Holding a tiny cake no bigger than his palm, he made me a promise.
He said that once our lives were settled, he'd buy out the entire night sky for my birthday, set off fireworks all night long, and cook me French steak with his own hands.
But every birthday after that, he always had some reason to be absent.
And to spare him the guilt, I lied every time and said I didn't mind.
I stared at the message thread, dazed, and by the time I came back to myself, both the video and the message had been deleted.
After three days and three nights of fevered sleep, I finally clawed my way back to clarity.
I opened my phone to find the screen flooded with Mark's messages, hundreds of them packed tight, every single one about the exhibition and work logistics.
From start to finish, not one word of concern. He didn't even care where I'd been these past few days.

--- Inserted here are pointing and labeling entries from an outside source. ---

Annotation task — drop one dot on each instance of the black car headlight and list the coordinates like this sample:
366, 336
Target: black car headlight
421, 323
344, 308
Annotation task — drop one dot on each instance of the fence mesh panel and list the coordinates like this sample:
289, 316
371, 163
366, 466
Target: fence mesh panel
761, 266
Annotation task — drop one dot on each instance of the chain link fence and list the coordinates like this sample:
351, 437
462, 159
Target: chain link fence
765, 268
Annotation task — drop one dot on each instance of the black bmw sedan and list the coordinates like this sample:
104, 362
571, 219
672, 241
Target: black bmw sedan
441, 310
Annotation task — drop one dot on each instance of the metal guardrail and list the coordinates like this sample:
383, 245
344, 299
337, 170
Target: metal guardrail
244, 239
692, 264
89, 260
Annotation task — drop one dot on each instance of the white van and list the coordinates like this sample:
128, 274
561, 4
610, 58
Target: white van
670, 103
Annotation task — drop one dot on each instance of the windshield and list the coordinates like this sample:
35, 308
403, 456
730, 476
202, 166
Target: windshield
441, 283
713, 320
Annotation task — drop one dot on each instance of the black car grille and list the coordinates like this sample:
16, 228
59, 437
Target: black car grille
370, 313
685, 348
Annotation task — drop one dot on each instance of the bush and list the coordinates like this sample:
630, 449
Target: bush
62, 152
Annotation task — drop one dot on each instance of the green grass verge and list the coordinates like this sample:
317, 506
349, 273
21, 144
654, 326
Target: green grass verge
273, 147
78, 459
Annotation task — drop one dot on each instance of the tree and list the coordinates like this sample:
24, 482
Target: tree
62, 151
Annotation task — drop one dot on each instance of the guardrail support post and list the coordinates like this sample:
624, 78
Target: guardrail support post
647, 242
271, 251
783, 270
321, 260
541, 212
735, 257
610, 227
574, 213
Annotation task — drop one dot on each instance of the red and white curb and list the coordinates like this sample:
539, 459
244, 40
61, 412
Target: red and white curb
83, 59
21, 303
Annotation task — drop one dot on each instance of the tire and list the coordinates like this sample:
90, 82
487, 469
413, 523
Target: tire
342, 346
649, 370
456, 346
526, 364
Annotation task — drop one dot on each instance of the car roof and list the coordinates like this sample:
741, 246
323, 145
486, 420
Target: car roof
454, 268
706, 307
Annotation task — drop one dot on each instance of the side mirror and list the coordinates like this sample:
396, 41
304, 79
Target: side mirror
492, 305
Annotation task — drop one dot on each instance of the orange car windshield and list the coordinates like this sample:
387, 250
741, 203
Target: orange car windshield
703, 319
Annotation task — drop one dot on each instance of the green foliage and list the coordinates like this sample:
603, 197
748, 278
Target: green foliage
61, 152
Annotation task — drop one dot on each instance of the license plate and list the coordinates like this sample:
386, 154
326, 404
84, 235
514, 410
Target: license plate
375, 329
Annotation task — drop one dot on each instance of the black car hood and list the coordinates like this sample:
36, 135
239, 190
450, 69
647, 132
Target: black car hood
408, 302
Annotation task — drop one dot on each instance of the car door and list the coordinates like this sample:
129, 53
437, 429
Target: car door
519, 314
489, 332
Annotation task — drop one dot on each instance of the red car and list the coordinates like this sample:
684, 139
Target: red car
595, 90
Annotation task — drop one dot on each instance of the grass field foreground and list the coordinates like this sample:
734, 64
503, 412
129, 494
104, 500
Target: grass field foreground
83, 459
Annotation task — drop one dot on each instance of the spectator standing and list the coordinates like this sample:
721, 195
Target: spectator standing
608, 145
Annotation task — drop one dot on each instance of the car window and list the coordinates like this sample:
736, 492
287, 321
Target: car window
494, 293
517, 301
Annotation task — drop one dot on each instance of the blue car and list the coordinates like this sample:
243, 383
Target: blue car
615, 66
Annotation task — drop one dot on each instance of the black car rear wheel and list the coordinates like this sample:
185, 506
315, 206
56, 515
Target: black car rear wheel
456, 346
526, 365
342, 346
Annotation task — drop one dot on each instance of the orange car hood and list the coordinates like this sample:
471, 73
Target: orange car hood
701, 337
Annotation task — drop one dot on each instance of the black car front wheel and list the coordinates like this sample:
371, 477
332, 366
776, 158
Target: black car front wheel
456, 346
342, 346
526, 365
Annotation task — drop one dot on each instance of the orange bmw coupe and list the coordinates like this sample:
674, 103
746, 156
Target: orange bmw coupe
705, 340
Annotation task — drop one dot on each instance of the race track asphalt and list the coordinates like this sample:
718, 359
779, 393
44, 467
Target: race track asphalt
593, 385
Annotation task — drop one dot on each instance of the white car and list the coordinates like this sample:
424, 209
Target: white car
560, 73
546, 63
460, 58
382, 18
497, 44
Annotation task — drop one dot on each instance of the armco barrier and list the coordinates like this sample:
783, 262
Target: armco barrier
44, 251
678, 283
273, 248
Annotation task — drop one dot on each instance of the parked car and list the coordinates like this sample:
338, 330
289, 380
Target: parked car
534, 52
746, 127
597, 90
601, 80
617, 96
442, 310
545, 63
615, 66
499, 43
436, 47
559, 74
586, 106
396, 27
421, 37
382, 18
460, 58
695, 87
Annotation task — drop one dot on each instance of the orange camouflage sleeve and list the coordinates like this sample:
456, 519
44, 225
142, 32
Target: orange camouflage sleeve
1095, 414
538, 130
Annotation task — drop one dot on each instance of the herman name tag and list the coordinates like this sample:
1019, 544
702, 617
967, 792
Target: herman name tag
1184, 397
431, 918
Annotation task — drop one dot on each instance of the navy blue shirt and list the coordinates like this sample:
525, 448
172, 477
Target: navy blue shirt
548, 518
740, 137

I suddenly felt that I was less his lover than his business partner.
The college romance I'd once been so proud of had become a cake past its date. The outside still looked whole, but inside it had long gone sour and rotten.
Just then, Mark sent someone over with a gift box. Inside was a couture evening gown.
It was meant for tomorrow's exhibition.
I ran my fingers over the lavish, exquisite fabric, and a thought rose in my mind.
"Take it to Miss Monroe. Tell her Mark picked it out for her himself."
Then I lowered my head and opened an anonymous email.
Mark, I've prepared a special exhibition for you, to put a period at the end of our ten years.